European Elites Gather, Discuss the Fate of Future Technology Tech – 16 hours ago

Jakarta, CNBC Indonesia – European Union lawmakers met and agreed on important parts of new regulations regarding artificial intelligence (AI) technology. This is a sign that European elites have begun to find a bright spot in formulating an AI Law.

After two years of negotiations, the bill was approved by the European parliament in May 2023. The draft AI regulations now need to be approved through a meeting between parliament and EU countries to discuss the final version of the rules.

At a meeting held on Tuesday (24/10), members of parliament approved most of Article 6 of the draft AI Law, which has so far been quite difficult to reach an agreement on.

Sources that provide information to Reuters declined to provide further details about what had been agreed.

In the bill, section 6 outlines the types of AI systems that would be designated as “high risk”, and therefore subject to stricter regulatory oversight.

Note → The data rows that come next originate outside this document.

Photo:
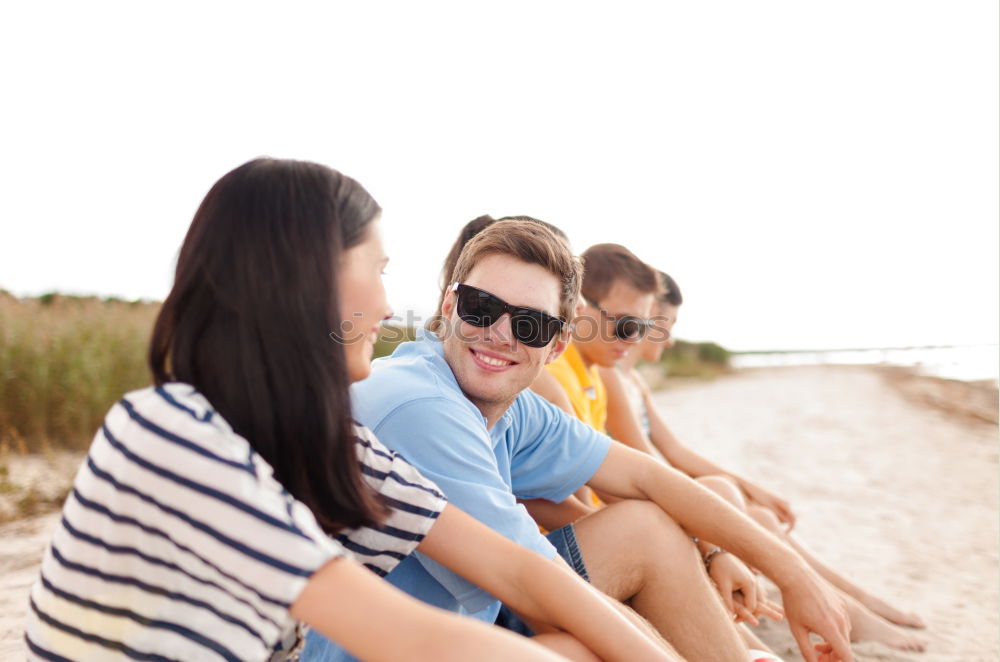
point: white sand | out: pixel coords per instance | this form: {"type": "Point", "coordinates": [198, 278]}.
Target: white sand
{"type": "Point", "coordinates": [899, 496]}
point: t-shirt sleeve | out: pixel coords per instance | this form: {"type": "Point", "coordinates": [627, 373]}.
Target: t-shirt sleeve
{"type": "Point", "coordinates": [450, 446]}
{"type": "Point", "coordinates": [414, 504]}
{"type": "Point", "coordinates": [554, 454]}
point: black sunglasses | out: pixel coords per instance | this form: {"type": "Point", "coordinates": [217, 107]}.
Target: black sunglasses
{"type": "Point", "coordinates": [531, 327]}
{"type": "Point", "coordinates": [627, 327]}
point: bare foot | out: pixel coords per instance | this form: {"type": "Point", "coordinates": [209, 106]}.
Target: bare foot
{"type": "Point", "coordinates": [867, 626]}
{"type": "Point", "coordinates": [891, 614]}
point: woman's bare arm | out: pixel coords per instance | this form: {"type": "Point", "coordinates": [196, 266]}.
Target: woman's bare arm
{"type": "Point", "coordinates": [352, 606]}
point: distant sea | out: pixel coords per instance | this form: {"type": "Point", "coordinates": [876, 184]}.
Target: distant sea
{"type": "Point", "coordinates": [966, 362]}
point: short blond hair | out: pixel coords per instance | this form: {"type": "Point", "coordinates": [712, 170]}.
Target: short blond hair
{"type": "Point", "coordinates": [606, 263]}
{"type": "Point", "coordinates": [529, 242]}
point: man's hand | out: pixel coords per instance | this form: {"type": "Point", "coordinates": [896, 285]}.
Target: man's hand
{"type": "Point", "coordinates": [780, 507]}
{"type": "Point", "coordinates": [740, 591]}
{"type": "Point", "coordinates": [813, 607]}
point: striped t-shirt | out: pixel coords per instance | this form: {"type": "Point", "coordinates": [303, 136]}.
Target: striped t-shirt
{"type": "Point", "coordinates": [177, 542]}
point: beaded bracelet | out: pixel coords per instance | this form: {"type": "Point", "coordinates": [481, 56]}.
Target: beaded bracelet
{"type": "Point", "coordinates": [711, 554]}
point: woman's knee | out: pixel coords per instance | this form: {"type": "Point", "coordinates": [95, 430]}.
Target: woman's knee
{"type": "Point", "coordinates": [766, 518]}
{"type": "Point", "coordinates": [648, 527]}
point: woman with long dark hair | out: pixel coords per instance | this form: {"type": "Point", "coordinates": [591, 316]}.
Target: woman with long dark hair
{"type": "Point", "coordinates": [225, 505]}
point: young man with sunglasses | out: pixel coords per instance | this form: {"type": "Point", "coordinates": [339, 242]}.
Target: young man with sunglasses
{"type": "Point", "coordinates": [616, 299]}
{"type": "Point", "coordinates": [455, 404]}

The recent debate over high-risk applications has centered on discussions of whether AI applications perform only “accessory” tasks or are more crucial.

AI systems can be considered mere accessories when used to perform relatively minor tasks after human decision-making, such as organizing documents or translating text from one language to another.

Before the meeting, Reuters reported that European lawmakers have not yet agreed on several issues so any deal will not be discussed until December.

Dragos Tudorache and Brando Benifei, members of the European Parliament and co-authors of the EU AI law, said they were confident a deal could be reached at the fifth trilogue to be held in early December.

“We are making significant progress,” said Benifei, quoted by Reuters, Thursday (26/10/2023).

“If the board shows a constructive approach, we can approve it (at the trilogue level) by the end of the year,” he added.

Failure to reach a deal could delay talks early next year, raising the risk that discussions will be further hampered by European parliament elections in June.